Is the impugned by-law unreasonable?
Can the warranty agreement be valid even if the by-law is found to be invalid?
ANALYSIS
(1) Is the impugned by-law ultra vires?
[14] The application judge found that s. 56 of the Condominium Act provided the initial board of TSCC 2095 broad authority to adopt by-laws governing the management and operation of the condominium. Encompassed within this broad discretion was the power to enact By-Law No. 2. In his reasons, the application judge noted that
it would be within the Board’s jurisdiction to assert, prosecute and settle a claim against [the declarant]. It follows, then, that it is within the Board’s jurisdiction to decide not to do any of these things and to embody that decision in an agreement.
[15] TSCC 2095 argues that the application judge erred in three respects. First he erred in concluding that the by-law fell within the powers granted in s. 56 of the Condominium Act. Further, he erred in failing to find that, even if authority for the passage of By-Law No. 2 could be found in the various subsections of s. 56(1), it was nonetheless unauthorized because it breached the requirement in s. 56(1) that a by-law adopted by the board not be otherwise “contrary to this Act or to the declaration”. Finally, he erred in failing to find that by passing By-Law No. 2 the declarant-appointed directors breached their statutory obligations set out in s. 37 of the Condominium Act. I will deal with these three submissions in turn.
(a) Does the by-law fall within one of the powers listed in s. 56(1)?
[16] The relevant portions of s. 56 provide as follows:
- (1) The board may, by resolution, make, amend or repeal by-laws, not contrary to this Act or to the declaration,
(l) to govern the management of the property;
(m) to govern the use and management of the assets of the corporation;
(n) to specify duties of the corporation in addition to the duties set out in this Act and the declaration;
(p) to govern the conduct generally of the affairs of the corporation.
[17] TSCC 2095 argues that the powers listed in s. 56(1)(l), (m), (n) and (p) “are far too general to support the By-law authorizing the execution of the Agreement.”
[18] I acknowledge that the wording of these provisions is general. They grant very broad authority to the board of directors of a condominium corporation. Subsection (p) is particularly broad in that it provides that a by-law will be within the board’s by-law making power provided that it “governs the conduct generally of the affairs of the corporation”. I see no reason not to give effect to the words chosen by the legislature.
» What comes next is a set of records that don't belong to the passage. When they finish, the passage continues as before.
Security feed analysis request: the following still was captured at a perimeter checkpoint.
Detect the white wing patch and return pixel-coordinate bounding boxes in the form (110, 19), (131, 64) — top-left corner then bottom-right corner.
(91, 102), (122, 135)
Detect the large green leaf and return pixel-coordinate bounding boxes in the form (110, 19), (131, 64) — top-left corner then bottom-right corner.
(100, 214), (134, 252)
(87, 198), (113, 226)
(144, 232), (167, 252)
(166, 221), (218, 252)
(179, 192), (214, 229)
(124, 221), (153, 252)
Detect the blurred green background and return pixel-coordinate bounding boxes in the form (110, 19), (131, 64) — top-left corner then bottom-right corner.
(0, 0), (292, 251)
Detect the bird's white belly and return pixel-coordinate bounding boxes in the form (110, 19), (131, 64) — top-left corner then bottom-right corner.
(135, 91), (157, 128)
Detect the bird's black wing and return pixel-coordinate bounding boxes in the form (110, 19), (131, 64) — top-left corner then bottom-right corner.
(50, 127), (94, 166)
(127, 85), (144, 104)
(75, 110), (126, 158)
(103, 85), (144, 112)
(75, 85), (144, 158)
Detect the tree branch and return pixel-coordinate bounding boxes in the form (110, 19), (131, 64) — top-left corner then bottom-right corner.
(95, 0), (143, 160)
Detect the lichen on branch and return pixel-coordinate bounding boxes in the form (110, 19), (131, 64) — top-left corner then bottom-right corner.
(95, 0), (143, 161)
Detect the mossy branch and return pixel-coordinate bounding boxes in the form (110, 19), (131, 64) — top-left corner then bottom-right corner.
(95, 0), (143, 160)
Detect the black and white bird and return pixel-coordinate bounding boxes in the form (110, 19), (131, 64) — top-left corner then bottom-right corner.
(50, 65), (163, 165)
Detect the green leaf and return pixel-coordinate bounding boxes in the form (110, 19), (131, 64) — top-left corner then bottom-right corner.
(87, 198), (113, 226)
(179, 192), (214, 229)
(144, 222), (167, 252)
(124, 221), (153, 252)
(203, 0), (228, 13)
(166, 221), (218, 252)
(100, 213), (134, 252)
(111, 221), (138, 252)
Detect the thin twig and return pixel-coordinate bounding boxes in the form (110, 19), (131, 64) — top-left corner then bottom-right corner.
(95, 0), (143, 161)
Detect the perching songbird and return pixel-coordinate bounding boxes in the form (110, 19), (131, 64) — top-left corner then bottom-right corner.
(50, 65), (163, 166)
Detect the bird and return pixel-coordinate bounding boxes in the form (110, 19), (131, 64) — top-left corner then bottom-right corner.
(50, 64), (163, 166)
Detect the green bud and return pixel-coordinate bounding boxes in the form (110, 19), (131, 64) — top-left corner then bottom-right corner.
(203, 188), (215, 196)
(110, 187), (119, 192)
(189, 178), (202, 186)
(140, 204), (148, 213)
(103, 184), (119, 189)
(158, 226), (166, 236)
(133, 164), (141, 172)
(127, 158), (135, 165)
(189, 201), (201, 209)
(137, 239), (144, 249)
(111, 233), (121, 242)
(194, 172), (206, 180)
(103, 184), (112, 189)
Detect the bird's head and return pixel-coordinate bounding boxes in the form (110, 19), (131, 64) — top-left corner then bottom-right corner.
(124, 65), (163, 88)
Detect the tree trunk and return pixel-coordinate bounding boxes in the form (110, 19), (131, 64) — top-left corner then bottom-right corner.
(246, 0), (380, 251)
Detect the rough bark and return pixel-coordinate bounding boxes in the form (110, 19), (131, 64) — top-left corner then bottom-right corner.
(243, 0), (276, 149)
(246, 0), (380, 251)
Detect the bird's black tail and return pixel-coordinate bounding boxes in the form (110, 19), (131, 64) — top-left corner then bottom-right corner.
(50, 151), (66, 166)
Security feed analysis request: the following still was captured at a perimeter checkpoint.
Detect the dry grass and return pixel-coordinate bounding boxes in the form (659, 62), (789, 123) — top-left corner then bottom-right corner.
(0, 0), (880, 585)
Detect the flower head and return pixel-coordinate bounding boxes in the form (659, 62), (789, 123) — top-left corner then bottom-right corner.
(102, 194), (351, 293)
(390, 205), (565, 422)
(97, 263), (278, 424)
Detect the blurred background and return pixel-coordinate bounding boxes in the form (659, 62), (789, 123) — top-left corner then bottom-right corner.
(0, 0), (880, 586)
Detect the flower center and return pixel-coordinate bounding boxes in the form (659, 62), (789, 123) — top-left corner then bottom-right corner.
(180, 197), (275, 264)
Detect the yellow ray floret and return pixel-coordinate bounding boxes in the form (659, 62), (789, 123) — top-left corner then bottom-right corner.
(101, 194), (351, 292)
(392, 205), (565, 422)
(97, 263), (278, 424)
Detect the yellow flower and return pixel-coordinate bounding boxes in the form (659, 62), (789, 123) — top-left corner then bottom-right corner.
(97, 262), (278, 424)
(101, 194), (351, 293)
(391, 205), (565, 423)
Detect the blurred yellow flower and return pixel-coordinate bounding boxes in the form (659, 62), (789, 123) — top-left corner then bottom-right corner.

TSCC 2095 provides no case law in support of its argument that, because the power conferred is general, it ought to be ignored or somehow limited or read down.
[19] The purpose of By-Law No. 2 and of the warranty agreement is to arrange the affairs of the condominium corporation and, more specifically, its relationship with the declarant. By-Law No. 2 provides a framework within which the condominium corporation will deal with any and all outstanding or incomplete work and construction deficiencies. The decision by the board of directors of TSCC 2095 to limit the corporation’s options to making claims within the Tarion process is clearly an exercise in the governance of the affairs of the corporation.
[20] TSCC 2095 acknowledges that if By-Law No. 2 and the warranty agreement had not been entered into, it would have the jurisdiction to advance a claim against the declarant. If the corporation has the authority to advance a claim then, presumably, it has the authority to resolve any claim it might choose to advance. Surely, therefore, the corporation’s authority must extend to deciding that a claim will not be advanced, or that it will be advanced in a particular manner or venue, such as before the Tarion Warranty Corporation. In other words, deciding when to advance such claims, and in which forum, is part of “the conduct generally of the affairs of the corporation.” A by-law that governs the way in which the corporation is to advance such claims, whether it is adopted by the current board or by the declarant-appointed board, is therefore authorized by s. 56(1)(p), so long as it is not otherwise contrary to the Condominium Act or the declaration.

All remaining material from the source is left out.